Reports of forced deportation to Rwanda rattles African asylum seekers

‘I am not a criminal – I am a mother trying to protect her children and give them a good life,’ says Sudanese refugee.

CHILDREN OF African asylum seekers play on a Tel Aviv beach on Independence Day (photo credit: REUTERS)
CHILDREN OF African asylum seekers play on a Tel Aviv beach on Independence Day
(photo credit: REUTERS)
Eritrean and Sudanese refugees have expressed fear and confusion after reports surfaced that the government plans to deport up to 38,000 African asylum seekers to Rwanda against their will.
Shukriyya sat quietly on a crate in an alleyway with her three children in Hatikva Quarter, one of southern Tel Aviv’s most densely populated African ghettos. The 34-year-old mother, who fled Sudan five years ago amid ongoing genocide, said she did not understand the government’s aggressive policy.
“I am not a criminal – I am a mother trying to protect her children and give them a good life,” she said Monday, as her infant daughter slept in a cloth wrapped around her waist.
Her two young sons, aged three and five, played with matchbox cars.
“I was told Israel was a country that had [humanity] and accepted people who are persecuted. I do not understand why we are being forced to go leave to live in danger again.”
Esik Nicarimos, a 32-year-old merchant who has sold fruit in the nearby Hatikva Market for the past two years, said he fled Eritrea by himself in 2012 after two family members were killed in the country’s ongoing conflict.
The notion of being deported to Rwanda, he said, terrified him.
“I have worked very hard in this country, learned its language and have followed its laws,” he said. “If I go back to Africa it will be a death sentence.”
Asim, a Sudanese father of four young children who works as a janitor, said he applied for asylum seven years ago to protect his family from deportation, but the government still has not reviewed their application.
“They call us ‘infiltrators,’ but this is not so,” he said. “We are human beings who need protection. We want to live peacefully, not be forced back.”

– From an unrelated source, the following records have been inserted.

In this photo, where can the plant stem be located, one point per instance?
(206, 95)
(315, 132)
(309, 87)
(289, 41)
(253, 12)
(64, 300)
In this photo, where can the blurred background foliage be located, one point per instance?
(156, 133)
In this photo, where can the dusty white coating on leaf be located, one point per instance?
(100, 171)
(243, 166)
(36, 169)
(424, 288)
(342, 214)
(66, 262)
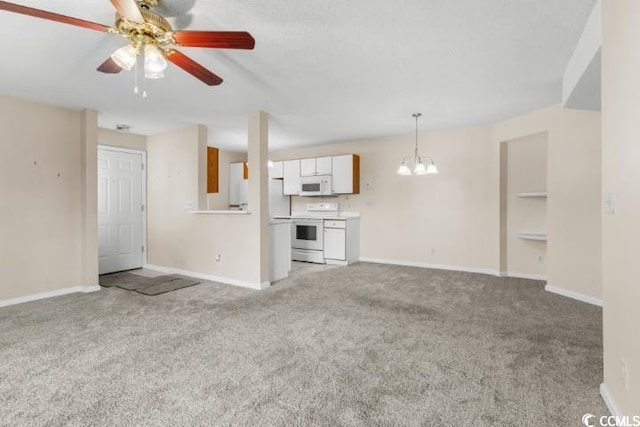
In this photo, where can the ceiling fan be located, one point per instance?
(149, 34)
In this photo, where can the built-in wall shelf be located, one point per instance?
(531, 195)
(533, 236)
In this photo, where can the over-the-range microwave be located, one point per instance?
(319, 185)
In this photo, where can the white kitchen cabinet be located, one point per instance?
(335, 244)
(316, 166)
(277, 170)
(342, 241)
(346, 174)
(307, 167)
(324, 165)
(291, 175)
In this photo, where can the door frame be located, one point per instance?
(143, 193)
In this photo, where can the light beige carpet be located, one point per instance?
(361, 345)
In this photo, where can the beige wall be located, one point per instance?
(122, 139)
(573, 203)
(621, 178)
(48, 213)
(457, 213)
(180, 240)
(526, 173)
(450, 219)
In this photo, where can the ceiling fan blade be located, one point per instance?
(110, 67)
(192, 67)
(215, 39)
(128, 9)
(24, 10)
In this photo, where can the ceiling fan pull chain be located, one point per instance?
(135, 78)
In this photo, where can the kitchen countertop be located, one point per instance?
(333, 218)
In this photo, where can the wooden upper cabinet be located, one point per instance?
(212, 170)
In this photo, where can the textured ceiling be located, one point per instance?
(326, 71)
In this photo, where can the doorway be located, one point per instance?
(121, 210)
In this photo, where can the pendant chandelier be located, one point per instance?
(419, 167)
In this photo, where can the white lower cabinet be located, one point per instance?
(335, 244)
(341, 241)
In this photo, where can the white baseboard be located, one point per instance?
(608, 400)
(51, 294)
(434, 266)
(211, 278)
(574, 295)
(527, 276)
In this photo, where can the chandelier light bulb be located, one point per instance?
(419, 167)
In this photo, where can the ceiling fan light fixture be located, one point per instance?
(125, 57)
(154, 62)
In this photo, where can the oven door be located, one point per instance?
(308, 235)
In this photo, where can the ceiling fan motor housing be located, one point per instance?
(155, 27)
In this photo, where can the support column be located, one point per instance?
(258, 156)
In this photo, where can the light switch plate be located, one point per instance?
(609, 204)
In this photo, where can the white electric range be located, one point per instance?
(307, 234)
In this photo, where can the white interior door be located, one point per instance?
(120, 210)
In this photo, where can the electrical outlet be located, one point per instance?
(624, 372)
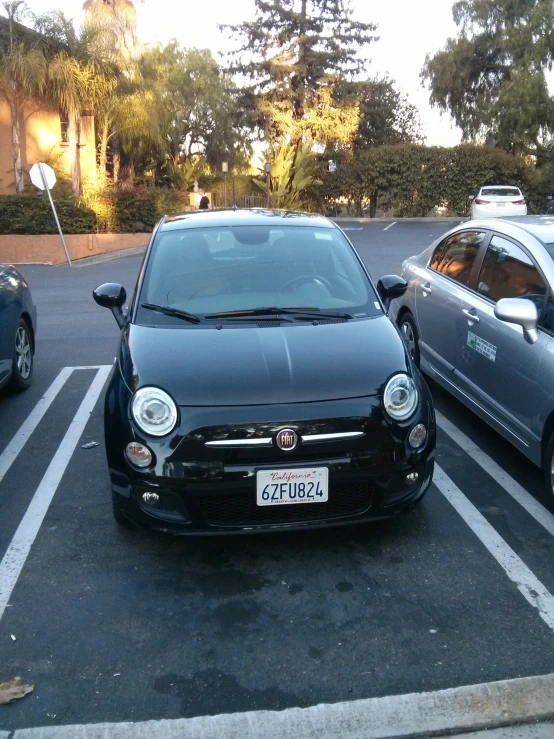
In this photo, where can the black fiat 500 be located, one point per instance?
(259, 383)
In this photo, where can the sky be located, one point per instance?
(408, 30)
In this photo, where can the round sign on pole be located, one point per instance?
(37, 178)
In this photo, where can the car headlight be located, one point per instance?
(154, 411)
(400, 397)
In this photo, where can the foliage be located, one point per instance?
(195, 106)
(293, 171)
(33, 215)
(386, 115)
(294, 53)
(492, 78)
(412, 180)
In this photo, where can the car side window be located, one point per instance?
(508, 272)
(456, 255)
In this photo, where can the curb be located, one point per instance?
(505, 703)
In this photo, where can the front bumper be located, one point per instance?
(206, 489)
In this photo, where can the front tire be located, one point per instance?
(408, 329)
(23, 361)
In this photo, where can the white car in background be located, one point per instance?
(498, 201)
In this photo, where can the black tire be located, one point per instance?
(548, 471)
(408, 329)
(119, 517)
(23, 358)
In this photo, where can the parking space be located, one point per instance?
(115, 625)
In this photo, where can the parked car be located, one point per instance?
(478, 317)
(18, 323)
(259, 383)
(498, 201)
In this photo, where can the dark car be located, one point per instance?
(259, 383)
(18, 322)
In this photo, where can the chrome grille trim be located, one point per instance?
(314, 438)
(230, 443)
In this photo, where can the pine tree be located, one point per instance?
(294, 54)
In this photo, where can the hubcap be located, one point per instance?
(409, 338)
(23, 352)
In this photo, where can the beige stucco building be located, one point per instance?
(43, 139)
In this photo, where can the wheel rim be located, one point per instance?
(23, 353)
(409, 338)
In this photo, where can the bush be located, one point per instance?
(33, 215)
(412, 180)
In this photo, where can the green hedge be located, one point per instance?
(33, 215)
(411, 180)
(129, 211)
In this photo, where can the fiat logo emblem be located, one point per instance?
(287, 440)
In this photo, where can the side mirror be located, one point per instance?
(522, 312)
(390, 287)
(112, 295)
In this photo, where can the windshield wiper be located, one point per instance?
(276, 311)
(175, 312)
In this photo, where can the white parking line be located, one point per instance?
(10, 453)
(412, 715)
(513, 488)
(20, 545)
(528, 585)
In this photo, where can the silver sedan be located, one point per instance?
(478, 317)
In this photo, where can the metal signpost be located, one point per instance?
(268, 183)
(44, 177)
(225, 169)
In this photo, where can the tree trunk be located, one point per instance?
(16, 149)
(74, 154)
(103, 154)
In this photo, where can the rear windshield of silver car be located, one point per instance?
(233, 268)
(511, 192)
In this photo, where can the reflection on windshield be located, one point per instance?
(217, 270)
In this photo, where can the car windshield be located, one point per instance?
(511, 192)
(205, 271)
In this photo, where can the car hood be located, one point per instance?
(260, 366)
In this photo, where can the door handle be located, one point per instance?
(471, 315)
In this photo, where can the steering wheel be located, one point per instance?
(291, 285)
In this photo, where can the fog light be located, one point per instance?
(417, 436)
(138, 454)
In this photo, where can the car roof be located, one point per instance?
(246, 217)
(501, 187)
(541, 227)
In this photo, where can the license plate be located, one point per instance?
(285, 487)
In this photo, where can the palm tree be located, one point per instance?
(22, 76)
(80, 72)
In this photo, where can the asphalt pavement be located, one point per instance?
(115, 625)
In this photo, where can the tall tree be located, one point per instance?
(294, 54)
(22, 75)
(492, 77)
(80, 73)
(196, 105)
(121, 17)
(386, 115)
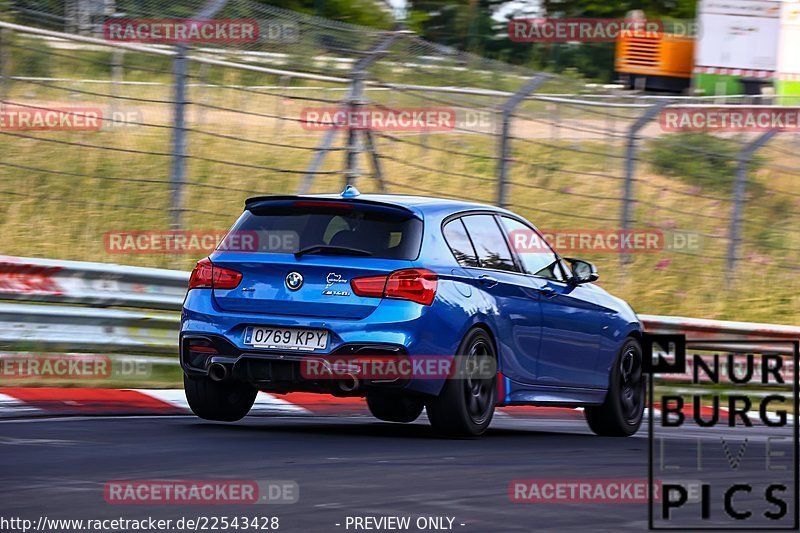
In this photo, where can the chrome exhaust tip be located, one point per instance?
(349, 383)
(217, 372)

Noting that the government will reportedly pay Rwanda $5,000 for each person who is deported, Dror Sadot, a spokeswoman for the Hotline for Migrants and Refugees, called the development “disgraceful.”
“The State of Israel has deteriorated to the lowest level,” she said on Monday.

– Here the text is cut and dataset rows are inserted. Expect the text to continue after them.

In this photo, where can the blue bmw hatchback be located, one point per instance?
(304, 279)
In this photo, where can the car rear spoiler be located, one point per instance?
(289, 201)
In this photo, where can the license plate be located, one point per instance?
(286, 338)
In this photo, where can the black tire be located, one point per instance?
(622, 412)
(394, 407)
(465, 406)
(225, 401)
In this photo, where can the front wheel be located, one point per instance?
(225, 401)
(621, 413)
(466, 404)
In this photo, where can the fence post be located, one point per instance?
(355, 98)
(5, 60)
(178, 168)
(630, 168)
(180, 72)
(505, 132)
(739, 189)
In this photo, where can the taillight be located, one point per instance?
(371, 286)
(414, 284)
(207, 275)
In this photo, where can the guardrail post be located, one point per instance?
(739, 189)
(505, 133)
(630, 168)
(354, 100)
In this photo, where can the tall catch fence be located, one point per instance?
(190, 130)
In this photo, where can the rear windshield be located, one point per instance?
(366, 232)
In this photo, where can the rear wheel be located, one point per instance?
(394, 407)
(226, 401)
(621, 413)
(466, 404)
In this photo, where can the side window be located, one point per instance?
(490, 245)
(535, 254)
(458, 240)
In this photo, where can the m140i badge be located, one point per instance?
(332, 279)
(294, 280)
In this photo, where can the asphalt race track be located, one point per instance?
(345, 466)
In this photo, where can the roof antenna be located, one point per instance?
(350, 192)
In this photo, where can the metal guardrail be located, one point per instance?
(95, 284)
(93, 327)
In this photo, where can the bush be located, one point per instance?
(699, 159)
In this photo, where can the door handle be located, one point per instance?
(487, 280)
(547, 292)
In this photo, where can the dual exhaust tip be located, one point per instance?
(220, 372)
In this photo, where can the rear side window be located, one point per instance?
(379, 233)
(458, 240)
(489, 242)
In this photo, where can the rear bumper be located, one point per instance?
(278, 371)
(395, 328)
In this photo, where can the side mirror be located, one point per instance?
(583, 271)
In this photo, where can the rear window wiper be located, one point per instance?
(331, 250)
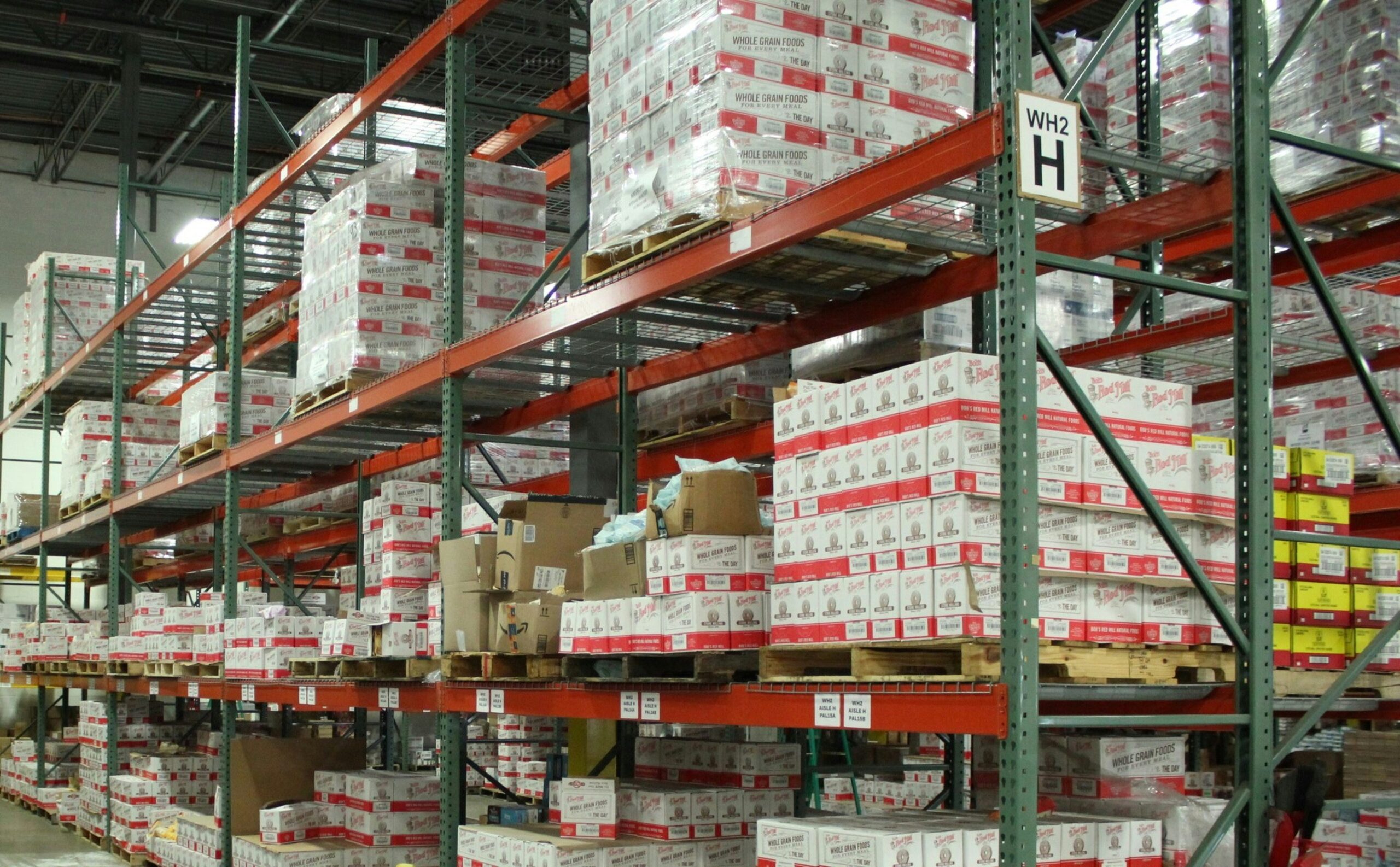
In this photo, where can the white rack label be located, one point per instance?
(858, 712)
(1048, 150)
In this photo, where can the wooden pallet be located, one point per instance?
(1368, 684)
(369, 669)
(170, 669)
(329, 392)
(698, 667)
(303, 523)
(501, 666)
(90, 502)
(202, 448)
(959, 659)
(733, 413)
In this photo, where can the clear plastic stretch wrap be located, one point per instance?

“It is impossible to put a price on human life and it is disgraceful that the government intends to sell refugees to Rwanda.”
According to Sadot, the government is abdicating its responsibility to maintain a humane asylum policy for survivors of torture and genocide.
“Israel has a moral, historical and international commitment and ability to maintain a genuine asylum system that will provide protection and status to asylum seekers living in its midst – including women, children and survivors of torture,” she said.
“Instead, the government chooses to abuse the refugees, treat them as criminals, deprive them of basic rights, bring them to the brink of hunger, imprison them, and sell them.”
Sadot added: “It is inconceivable that a state that initiated and pushed for the establishment of the Refugee Convention will send them today to their deaths.”